Hi Victor,
If the patch is straight-forward, and the reason for it
is clear, patches sent to this list tend to be adopted
quickly. However, since this changes behavior that
someone else may be counting on, it might get held for
the next major release if it is accepted.
Andy
*From:*Victor Kocheganov
[mailto:[email protected]]
*Sent:* Monday, June 03, 2013 6:48 AM
*To:* slurm-dev
*Subject:* [slurm-dev] Re: PMI_Abort with zero value
OK, I see.
I've got SLURM sources with PMI in it and found out the
reason of "strange" behavior (I mean 0 rank process
behaves different from others in PMI_Abort()).
It seems clear to deal with it. Is it a complex procedure
to provide a minor fix to community (via patch)?
On Mon, Jun 3, 2013 at 12:18 AM, Brian Gilmer
<[email protected] <mailto:[email protected]>> wrote:
We are able to use _exit() so I did not go any further.
The behavior of PMI_Abort() and exit() were both odd so
I thought that my save you some time. I am interested if
you find another solution.
On Sun, Jun 2, 2013 at 3:39 AM, Victor Kocheganov
<[email protected]
<mailto:[email protected]>> wrote:
Thank you for the rapid answer! But still I have several
questions, please see inline.
On Fri, May 31, 2013 at 6:47 PM, Brian Gilmer
<[email protected] <mailto:[email protected]>> wrote:
I addressed a similar problem with _exit(<value>).

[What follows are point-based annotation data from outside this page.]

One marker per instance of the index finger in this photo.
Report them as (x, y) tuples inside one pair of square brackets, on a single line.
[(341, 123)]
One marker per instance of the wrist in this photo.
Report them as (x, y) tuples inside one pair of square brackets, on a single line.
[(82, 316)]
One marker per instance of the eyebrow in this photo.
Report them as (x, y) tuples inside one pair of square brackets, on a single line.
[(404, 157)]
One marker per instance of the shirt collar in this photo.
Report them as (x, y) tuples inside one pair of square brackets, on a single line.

[Victor Kocheganov] Where can I find it? I can not any
clue in archive of slurm-dev list
(http://dir.gmane.org/gmane.comp.distributed.slurm.devel
<http://dir.gmane.org/gmane.comp.distributed.slurm.devel%22>)
Slurm will kill off the rest of the pe in a job step
if one exits with a non-zero code.
[Victor Kocheganov] Unfortunately it depends on slurm
configurations as far as I know (whether '-K' flag is set
or not; it could be set implicitly). So I can not rely on
such a behavior...
The exit() function doesn't work under mx shmem
because the exit() function is overridden and does
not propagate the exit code. PMI_Abort(exit_code)
uses exit() so in our case it always returns an exit
code of 9 regardless of the value of exit_code.
[Victor Kocheganov] And this is interesting, because I
see that SLURM always returns zero value to system when
PMI_Abort(0,NULL) was invoked by some process, except for
the case when process with zero rank (PMI daemon as I
suspect) invoked it. Therefore a little hope still exists
in my mind, that I can make PMI_Abort work for me (return
zero always in case PMI_Abort(0,NULL)).
But you are saying that there is no hope in PMI_Abort(),
am I understand right? Do you have any other ways to make
SLURM ( using PMI or without it) terminate all the
processes if one of them requested it (with passed exit
statuses off course)?
On Fri, May 31, 2013 at 5:23 AM, Victor Kocheganov
<[email protected]
<mailto:[email protected]>> wrote:
Hello,
I am SHMEM library developer and I am looking for
approach to terminate the whole slurm job with
the specific exit status, when one of processes
initiate it. That is SHMEM library should have
some API routine named 'globalexit(int status);',
which terminates the job with other processes in
it with status exit code.
The only way I found out is to use
PMI_Abort(status), but it does not work for zero
status value, when PMI_Abort is invoked by zero
process (daemon for PMI, as I understand). Is it
normal behavior or a bug? Could you please help
to find any other approaches, if this one does
not seem proper for slurm?
Thank you in advance,
Victor Kocheganov.
--
Speak when you are angry--and you will make the best
speech you'll ever regret.
- Laurence J. Peter
--
Speak when you are angry--and you will make the best
speech you'll ever regret.
- Laurence J. Peter